Comics Are Trying to Break Your Heart #86 by Drew Barth

Mortuary in the Stars

One of the heaviest lines in comics is “there was a time when the Old Gods died…” from Jack Kirby’s New Gods #1. From that fertile ground comes We Only Find Them When They’re Dead #1 by Al Ewing and Simone Di Meo, a story of dead gods floating in space and the ships that harvest what remains.

From proteins and eye jelly to organs and bones, the gods left floating in the void are cordoned, claimed, and cut apart by dozens of ships. At this point of godflesh commerce, we have Georges Malik, captain of the autopsy ship Vihaan II on his and his crew’s most recent harvest.
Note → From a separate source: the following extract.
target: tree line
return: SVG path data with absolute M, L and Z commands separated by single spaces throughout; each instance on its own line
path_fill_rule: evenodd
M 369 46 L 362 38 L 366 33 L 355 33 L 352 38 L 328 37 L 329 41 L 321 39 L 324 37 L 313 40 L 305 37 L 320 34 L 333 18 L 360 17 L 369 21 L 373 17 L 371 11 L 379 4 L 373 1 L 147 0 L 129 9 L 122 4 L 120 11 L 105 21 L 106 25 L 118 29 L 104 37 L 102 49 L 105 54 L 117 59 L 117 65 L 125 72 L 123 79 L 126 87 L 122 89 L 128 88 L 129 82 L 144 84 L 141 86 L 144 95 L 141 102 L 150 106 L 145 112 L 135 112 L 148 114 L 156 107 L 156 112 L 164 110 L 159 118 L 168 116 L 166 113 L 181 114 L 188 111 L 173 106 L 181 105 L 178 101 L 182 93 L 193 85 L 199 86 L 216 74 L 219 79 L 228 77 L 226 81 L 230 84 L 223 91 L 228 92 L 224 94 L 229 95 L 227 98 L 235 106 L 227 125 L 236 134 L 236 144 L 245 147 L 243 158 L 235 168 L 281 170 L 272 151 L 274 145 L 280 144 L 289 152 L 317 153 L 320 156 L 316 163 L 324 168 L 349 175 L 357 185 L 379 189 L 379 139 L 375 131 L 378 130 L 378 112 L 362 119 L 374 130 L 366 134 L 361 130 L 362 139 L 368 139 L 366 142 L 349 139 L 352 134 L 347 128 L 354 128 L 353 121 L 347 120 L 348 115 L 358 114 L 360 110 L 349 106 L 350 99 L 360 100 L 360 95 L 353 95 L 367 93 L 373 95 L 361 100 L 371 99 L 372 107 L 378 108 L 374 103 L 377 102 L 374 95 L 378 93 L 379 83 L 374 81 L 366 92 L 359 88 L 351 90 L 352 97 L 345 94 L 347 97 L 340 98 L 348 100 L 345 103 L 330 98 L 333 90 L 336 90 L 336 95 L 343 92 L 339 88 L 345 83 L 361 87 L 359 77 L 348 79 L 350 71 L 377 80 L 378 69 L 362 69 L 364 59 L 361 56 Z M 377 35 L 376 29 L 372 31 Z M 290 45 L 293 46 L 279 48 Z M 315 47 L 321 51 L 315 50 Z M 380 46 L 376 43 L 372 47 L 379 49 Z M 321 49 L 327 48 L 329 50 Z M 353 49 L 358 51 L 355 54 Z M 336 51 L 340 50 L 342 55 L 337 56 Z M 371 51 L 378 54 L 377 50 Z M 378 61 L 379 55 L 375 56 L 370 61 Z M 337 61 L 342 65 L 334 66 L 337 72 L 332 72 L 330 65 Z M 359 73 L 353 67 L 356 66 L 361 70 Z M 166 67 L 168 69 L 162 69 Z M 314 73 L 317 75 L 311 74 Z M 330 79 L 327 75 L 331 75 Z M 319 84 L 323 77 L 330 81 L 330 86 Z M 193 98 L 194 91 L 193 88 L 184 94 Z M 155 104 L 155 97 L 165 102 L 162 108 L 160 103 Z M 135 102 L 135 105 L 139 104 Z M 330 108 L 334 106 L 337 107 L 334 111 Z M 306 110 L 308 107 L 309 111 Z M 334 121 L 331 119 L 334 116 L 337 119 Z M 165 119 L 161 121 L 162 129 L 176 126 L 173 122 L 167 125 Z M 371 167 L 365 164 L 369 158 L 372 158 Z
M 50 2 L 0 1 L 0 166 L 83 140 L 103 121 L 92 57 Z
As of the first issue, we’re already embroiled in the politics of harvesting and how the world is already beginning to change. Independent ships like Captain Malik’s Vihaan II and others are slowly being pushed out by corporate interests, but Malik and his crew plan a new strategy for dealing with that.

Seldom in We Only Find Them When They’re Dead #1 do we have a standard panel. Di Meo gives us splash pages with panels that cut in at odd angles and shapes that generate a continual unbalance and unease. We feel as though we’re on uncertain terrain because that’s what these characters are heading toward.

We Only Find Them When They’re Dead is one of the best examples I’ve seen of creating a tone and pace just through panel positions. We have a story that is taking its cues from Kirby classics, but with art forging its own path.

Get excited. Get carving.


Drew Barth (Episode 331) is a writer residing in Winter Park, FL. He received his MFA from the University of Central Florida. Right now, he’s worrying about his cat.